When a new Collective Bargaining Agreement was finally - and mercifully - reached in 2005, a salary cap was put in place. The hockey pundits said that with a cap, the days of the hockey dynasty were over. But at that time, the National Football League - another salary-capped organization - had just witnessed their New England Patriots win their third Super Bowl in four years. Naturally, sports fans would be in awe of any team forming a dynasty in a league with strict financial limits. But here are the Los Angeles Kings, winners of two Stanley Cups in three years despite living in a salary-cap era in a league that generates far less revenue than their gridiron competitors. But hockey fans in Los Angeles do not care about how much money each league makes. All that they care about is not that they support a winning team but that their players are gracious enough to put gold ahead of green, and while they do deserve a plethora of credit, they ultimately have one man to thank: Dean Lombardi.

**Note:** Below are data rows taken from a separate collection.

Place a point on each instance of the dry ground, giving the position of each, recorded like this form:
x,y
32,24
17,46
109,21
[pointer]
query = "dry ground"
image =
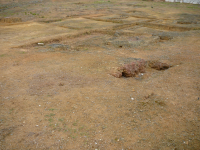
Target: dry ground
x,y
61,95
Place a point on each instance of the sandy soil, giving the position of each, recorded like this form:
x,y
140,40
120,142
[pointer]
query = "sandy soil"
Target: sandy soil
x,y
61,94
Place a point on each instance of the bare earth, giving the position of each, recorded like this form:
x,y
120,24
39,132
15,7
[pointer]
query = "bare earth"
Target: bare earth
x,y
61,93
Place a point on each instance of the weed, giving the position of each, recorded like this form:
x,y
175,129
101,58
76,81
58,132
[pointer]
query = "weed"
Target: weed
x,y
60,119
50,120
75,124
51,114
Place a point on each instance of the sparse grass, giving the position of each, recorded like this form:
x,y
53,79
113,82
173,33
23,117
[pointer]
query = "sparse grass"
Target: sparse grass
x,y
52,109
3,55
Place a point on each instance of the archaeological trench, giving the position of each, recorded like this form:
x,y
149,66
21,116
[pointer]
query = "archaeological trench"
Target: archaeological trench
x,y
99,75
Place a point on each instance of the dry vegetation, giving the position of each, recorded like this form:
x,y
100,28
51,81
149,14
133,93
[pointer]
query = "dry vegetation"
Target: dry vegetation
x,y
58,66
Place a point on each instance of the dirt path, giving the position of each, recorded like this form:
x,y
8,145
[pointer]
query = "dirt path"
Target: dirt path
x,y
61,93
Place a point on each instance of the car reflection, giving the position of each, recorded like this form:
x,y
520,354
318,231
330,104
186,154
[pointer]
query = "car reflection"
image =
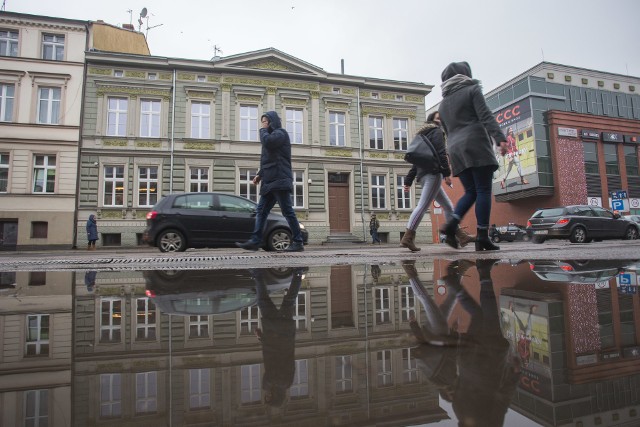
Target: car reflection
x,y
210,292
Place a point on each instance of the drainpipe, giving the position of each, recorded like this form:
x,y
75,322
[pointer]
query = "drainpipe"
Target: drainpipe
x,y
173,127
364,230
74,243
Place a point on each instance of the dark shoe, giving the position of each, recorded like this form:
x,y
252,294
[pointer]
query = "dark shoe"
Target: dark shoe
x,y
248,245
295,247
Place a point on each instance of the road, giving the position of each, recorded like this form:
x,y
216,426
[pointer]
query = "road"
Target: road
x,y
314,255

26 years ago, then-owner Bruce McNall and the Los Angeles Kings put all their eggs in one basket by trading for one player - albeit arguably the greatest ever - in Wayne Gretzky. But a series of legal problems caught up with McNall and suddenly no one in the hockey world wanted to touch this team with a ten-foot pole. Now, thanks to Dean Lombardi's leadership, the Los Angeles Kings are the toast of the National Hockey League - and they are with a cast of characters, not just one player - who have already proven that they are winners not once, but twice - so far.
Dean Lombardi may have won the only trophy in hockey that ultimately matters, but it would have been nice to see him receive the recognition he deserves by winning the 2014 GM of the Year. Then again, no one in Los Angeles is going to lose any sleep over the loss. After all, Kings fans know something most of the pundits and voters don't - and, to those fans, that is perfectly acceptable.